Aynı reflekslerle, karşıdakinin asıl (hele-hele Ermeni) kimliği, ancak ve ancak kaybedince bireysel olarak hatırlanır, kazanınca ise sadece kolektif kimliği hatırlanırdı…

Dedim ya, eğlenceliydi spor müsabakaları haberleri…

Bu Türkiye’ye özgü bir şey de değildi, burada rahatlayalım…

Ama dünyada tüm toplumlar böyle yapardı da değil; rahatlığımız abartıya kaçmasın…
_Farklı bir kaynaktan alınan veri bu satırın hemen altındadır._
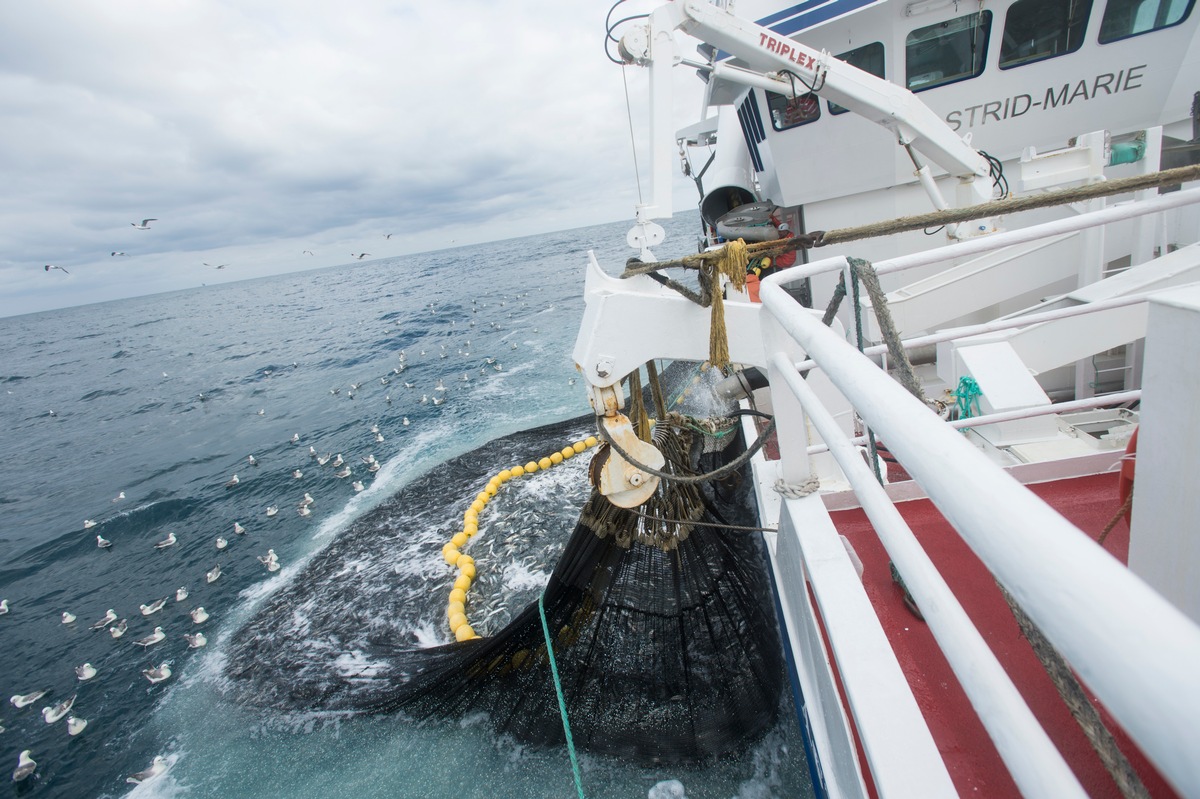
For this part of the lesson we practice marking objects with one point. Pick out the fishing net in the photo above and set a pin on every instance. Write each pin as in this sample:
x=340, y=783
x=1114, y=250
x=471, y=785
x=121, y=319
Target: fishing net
x=663, y=626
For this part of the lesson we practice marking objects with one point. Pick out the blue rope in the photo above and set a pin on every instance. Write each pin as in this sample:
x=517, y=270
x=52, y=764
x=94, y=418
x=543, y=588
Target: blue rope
x=562, y=701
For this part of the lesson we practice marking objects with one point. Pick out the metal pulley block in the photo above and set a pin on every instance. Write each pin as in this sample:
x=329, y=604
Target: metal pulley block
x=621, y=481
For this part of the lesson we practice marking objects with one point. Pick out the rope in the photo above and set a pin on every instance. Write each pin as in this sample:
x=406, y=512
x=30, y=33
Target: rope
x=562, y=700
x=1077, y=701
x=934, y=218
x=690, y=479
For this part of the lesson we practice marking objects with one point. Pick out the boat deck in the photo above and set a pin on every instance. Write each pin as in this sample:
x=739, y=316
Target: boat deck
x=972, y=760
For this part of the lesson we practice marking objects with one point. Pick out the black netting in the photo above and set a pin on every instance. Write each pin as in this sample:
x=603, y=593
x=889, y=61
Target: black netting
x=665, y=653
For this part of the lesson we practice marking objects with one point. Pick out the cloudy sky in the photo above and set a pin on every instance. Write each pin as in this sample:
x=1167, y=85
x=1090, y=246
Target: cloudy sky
x=253, y=130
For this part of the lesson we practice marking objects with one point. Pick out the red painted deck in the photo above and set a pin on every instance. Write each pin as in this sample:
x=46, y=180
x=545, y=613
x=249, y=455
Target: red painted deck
x=973, y=763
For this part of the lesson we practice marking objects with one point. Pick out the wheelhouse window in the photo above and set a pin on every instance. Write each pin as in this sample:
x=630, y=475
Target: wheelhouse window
x=868, y=58
x=1036, y=30
x=1126, y=18
x=792, y=112
x=947, y=52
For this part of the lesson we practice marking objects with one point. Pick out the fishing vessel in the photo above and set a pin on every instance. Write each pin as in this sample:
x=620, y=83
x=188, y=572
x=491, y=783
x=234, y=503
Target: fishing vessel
x=977, y=592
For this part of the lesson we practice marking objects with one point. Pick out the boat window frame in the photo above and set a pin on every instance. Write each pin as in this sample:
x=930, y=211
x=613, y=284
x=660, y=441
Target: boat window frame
x=834, y=108
x=1031, y=8
x=1189, y=6
x=981, y=59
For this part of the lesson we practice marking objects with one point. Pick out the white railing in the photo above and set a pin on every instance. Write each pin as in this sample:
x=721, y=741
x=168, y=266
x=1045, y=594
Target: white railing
x=1131, y=647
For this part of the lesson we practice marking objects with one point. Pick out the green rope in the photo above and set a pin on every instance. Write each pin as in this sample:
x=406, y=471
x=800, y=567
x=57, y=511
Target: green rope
x=562, y=701
x=967, y=395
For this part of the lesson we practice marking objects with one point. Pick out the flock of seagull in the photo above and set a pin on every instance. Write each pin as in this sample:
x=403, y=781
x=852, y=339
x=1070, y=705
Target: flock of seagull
x=118, y=626
x=144, y=224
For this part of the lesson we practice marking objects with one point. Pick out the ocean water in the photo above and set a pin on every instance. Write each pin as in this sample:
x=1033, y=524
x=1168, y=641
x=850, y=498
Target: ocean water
x=136, y=414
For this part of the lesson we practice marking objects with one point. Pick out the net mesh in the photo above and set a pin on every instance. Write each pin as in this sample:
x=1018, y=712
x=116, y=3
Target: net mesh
x=664, y=634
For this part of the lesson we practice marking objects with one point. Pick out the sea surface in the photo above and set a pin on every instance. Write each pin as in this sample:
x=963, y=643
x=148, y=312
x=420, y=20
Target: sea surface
x=137, y=414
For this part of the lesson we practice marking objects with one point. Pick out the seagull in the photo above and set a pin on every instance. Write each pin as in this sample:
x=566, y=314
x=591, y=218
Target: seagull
x=153, y=638
x=25, y=767
x=157, y=767
x=63, y=708
x=21, y=701
x=109, y=617
x=156, y=674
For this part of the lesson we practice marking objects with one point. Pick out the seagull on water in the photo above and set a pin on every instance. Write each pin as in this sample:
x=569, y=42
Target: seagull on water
x=23, y=700
x=63, y=708
x=157, y=767
x=156, y=674
x=25, y=767
x=153, y=638
x=109, y=617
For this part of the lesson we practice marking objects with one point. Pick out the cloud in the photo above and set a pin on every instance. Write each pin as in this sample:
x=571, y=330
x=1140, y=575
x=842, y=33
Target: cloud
x=246, y=126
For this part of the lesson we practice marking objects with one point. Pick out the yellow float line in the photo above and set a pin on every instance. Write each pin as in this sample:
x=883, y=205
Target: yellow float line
x=456, y=608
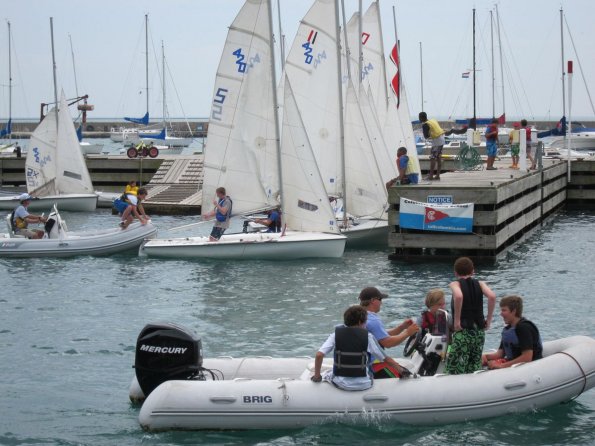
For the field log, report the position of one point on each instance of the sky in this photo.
(108, 46)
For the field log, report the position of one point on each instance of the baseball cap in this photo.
(24, 197)
(370, 293)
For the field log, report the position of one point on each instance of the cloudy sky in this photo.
(108, 41)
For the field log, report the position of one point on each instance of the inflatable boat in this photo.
(58, 241)
(266, 393)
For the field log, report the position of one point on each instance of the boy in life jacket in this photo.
(491, 133)
(407, 173)
(469, 323)
(520, 342)
(352, 346)
(515, 141)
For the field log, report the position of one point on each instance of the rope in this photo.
(582, 371)
(469, 158)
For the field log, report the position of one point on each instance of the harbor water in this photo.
(68, 329)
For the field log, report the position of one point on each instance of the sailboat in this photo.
(246, 155)
(148, 136)
(55, 169)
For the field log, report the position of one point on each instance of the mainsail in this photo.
(241, 151)
(311, 66)
(306, 206)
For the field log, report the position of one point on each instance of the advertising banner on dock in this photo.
(436, 217)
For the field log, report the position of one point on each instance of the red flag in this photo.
(395, 82)
(433, 215)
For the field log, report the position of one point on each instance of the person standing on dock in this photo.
(371, 299)
(521, 341)
(435, 134)
(524, 125)
(222, 214)
(469, 324)
(492, 143)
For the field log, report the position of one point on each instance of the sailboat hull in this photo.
(68, 202)
(251, 246)
(369, 232)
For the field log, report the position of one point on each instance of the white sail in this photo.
(311, 66)
(40, 165)
(366, 193)
(305, 202)
(241, 151)
(72, 176)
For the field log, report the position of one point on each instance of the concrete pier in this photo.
(508, 205)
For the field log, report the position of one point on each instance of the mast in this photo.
(493, 75)
(341, 118)
(163, 80)
(421, 75)
(563, 72)
(76, 87)
(54, 69)
(347, 50)
(9, 84)
(474, 72)
(281, 40)
(360, 52)
(501, 61)
(275, 106)
(147, 59)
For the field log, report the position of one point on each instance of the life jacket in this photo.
(435, 129)
(472, 309)
(222, 217)
(351, 352)
(510, 341)
(275, 225)
(489, 129)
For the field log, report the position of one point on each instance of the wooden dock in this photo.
(508, 206)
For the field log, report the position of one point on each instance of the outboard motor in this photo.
(166, 351)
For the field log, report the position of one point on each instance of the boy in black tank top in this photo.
(469, 324)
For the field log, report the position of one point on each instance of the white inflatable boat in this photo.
(265, 393)
(58, 241)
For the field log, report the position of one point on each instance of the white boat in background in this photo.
(60, 242)
(187, 392)
(55, 168)
(258, 169)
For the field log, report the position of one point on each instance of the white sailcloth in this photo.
(305, 203)
(55, 164)
(241, 148)
(40, 168)
(311, 66)
(72, 176)
(366, 193)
Böyle davrananlar da vardı, davranmayanlar da…

Günümüze gelirsek…

Dünyada kırk-elli yıl önce böyle davrananların çoğu, artık böyle davranmıyorlar; ama çok az da olsa bazıları, sebat-inat-ısrar ve başarıyla hâlâ devam ediyorlar…

Bu da bizi rahatlatamaz

Zira bu, eloğlunun çoktan terk etmiş olduğu kafayı biz hâlâ sürdürüyoruz demektir…  

Şimdi gelelim, Eurovision Şarkı Yarışması’na…

Ermeni anne, Tatar babadan, Ermeni müzik öğretmeni olan Ukraynalı sanatçı, içinde Türkçe nakaratları da olan şarkısıyla Eurovision’da birinci oldu!

Eurovision Şarkı Yarışması'nı, Bundan daha güzel bir şey olabilir mi, fena mı? Eurovision Şarkı Yarışması’nda içinde Yaşlığıma toyalmadım / Men bu yerde yaşalmadım diye Türkiye Türkçesiyle Gençliğime doyamadım / Ben bu yerde yaşayamadım diye nefis bir şekilde Türkçe nakaratları olan bir şarkı birinci oldu, dahası var mı? Adı da Cemile hem de…

Babası Kırım Tatarı, annesi ise üstelik Dağlık Karabağ’dan bir Ermeni olan sanatçı…

Anne tarafı, Gulag (1930’lu yıllar) zamanları, Orta Asya’ya göç edenlerden ve sıkı durun dünya çapında Sovyet Ermeni kompozitörün Aram Khaçaduryan’ın de akrabası…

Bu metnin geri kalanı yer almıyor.